その為に私は自身に独自の訓練を課すことにしたのです。

その方法とは、入門向けの小さな発泡スチロール製ゴム動力フリーフライト機を組み立て、離陸から飛行・着陸までの行程を安全・確実に行うという訓練でした。
同時に機体の空中姿勢を目で追う訓練も兼ねました。
「これらが全て上手く行くようにならない限り、自分にラジコン飛行機を飛ばす資格はまだ無いのだ」と言い聞かせ、天候の許す限りほぼ毎日行いました。

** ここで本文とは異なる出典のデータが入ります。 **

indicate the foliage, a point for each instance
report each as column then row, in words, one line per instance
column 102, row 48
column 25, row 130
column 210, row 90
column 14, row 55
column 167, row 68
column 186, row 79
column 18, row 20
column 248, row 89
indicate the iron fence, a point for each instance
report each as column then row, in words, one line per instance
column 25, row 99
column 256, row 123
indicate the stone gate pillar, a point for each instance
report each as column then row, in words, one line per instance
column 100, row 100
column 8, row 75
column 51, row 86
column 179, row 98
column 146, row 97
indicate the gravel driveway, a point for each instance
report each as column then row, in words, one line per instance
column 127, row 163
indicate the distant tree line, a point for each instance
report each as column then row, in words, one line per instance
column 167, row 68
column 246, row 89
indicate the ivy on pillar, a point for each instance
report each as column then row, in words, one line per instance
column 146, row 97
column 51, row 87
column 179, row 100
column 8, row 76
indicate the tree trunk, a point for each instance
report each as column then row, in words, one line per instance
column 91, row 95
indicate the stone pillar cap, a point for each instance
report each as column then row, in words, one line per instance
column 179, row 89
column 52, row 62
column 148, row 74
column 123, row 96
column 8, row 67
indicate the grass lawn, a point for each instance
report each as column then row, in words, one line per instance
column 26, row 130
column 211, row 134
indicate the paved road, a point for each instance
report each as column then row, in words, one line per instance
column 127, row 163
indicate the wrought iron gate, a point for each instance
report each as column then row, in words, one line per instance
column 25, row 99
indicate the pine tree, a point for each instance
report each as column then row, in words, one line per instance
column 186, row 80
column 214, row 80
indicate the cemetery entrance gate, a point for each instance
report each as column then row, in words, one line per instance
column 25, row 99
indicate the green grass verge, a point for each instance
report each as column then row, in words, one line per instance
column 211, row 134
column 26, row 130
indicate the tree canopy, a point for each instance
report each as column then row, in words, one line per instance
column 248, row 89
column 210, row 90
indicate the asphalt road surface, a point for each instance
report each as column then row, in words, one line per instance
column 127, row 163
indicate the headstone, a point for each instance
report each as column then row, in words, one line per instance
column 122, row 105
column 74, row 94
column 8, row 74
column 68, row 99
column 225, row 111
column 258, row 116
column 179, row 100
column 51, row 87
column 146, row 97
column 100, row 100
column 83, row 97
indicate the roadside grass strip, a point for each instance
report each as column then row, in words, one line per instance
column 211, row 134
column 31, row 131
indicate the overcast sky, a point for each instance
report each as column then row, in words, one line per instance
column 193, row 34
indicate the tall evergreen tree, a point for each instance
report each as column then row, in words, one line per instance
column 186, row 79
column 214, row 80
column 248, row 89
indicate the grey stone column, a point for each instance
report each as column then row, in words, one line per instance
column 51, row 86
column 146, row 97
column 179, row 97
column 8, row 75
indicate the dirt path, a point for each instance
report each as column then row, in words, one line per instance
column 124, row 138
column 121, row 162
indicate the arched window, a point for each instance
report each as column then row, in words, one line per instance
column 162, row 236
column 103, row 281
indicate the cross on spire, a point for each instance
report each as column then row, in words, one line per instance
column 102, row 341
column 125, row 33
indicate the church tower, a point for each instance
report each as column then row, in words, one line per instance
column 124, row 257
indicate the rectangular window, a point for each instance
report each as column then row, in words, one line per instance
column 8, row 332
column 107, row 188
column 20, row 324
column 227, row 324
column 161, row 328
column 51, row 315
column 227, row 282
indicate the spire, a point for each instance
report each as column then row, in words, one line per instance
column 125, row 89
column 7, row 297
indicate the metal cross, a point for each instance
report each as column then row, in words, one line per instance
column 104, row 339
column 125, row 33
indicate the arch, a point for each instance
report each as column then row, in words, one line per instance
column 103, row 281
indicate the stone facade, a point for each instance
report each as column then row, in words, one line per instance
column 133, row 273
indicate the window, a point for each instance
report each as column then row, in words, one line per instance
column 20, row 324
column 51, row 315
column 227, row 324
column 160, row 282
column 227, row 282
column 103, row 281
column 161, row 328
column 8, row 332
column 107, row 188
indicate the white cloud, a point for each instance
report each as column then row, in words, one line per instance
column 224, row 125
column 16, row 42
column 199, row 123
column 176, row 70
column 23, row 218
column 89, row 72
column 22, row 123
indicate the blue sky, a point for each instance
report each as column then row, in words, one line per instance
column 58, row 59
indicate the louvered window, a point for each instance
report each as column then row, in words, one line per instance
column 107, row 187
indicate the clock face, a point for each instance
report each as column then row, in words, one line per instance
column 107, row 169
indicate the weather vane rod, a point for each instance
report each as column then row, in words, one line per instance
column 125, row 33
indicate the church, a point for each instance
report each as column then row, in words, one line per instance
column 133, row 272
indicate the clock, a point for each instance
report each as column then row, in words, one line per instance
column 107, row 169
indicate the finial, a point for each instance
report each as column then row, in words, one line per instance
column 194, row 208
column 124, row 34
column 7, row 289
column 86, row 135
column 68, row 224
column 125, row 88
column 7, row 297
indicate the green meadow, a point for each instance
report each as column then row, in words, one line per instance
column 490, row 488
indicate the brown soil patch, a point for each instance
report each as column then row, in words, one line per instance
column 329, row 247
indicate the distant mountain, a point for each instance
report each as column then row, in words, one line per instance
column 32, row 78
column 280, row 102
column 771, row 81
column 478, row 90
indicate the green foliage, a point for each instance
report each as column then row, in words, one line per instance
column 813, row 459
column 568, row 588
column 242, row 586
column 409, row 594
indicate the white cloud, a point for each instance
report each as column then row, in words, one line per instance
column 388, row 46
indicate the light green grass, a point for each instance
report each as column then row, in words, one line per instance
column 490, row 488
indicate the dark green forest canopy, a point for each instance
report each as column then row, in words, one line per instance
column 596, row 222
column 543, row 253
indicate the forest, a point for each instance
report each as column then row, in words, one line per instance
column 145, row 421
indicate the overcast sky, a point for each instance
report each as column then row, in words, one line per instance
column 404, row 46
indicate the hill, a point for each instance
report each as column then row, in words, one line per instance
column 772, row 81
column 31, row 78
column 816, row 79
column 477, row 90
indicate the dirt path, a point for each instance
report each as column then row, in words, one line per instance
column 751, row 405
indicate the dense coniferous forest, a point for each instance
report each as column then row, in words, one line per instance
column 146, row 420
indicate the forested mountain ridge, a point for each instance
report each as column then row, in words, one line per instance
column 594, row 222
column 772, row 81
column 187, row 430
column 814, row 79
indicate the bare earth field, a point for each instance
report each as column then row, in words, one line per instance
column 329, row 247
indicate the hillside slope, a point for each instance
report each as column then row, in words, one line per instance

……そして、天候や風力を考慮しながら満を持して迎えた2002年3月14日。
午後1時15分。
今年のように未だ残雪深いこの公園にて、私の人生初ラジコンフライトとなる機体ファイヤーバード201は、快晴の空へ飛び立ちました。

「離陸後最低5秒間は舵を絶対切らない」
「舵を切る時は微量で少しづつ」
「着陸は動力を少しづつ絞る」
正直、心臓はバクバクで指は震えましたが、この三つだけを頭に叩き込んでの集中したフライトを心がけて機体を目で追いました。
するとファイヤーバード201は、想像以上に私の思い通りに反応してくれました!
思った以上に高度を上げ、思った以上の速度で飛行する機体。今思えばこれほどゆっくりと安全に飛ぶ機体は無いというレベルですが、その時の私にはまるで音速の壁を突破しようとするかのようなダイナミックな飛行に感じました。
この日私は一つの壁を超えたのです。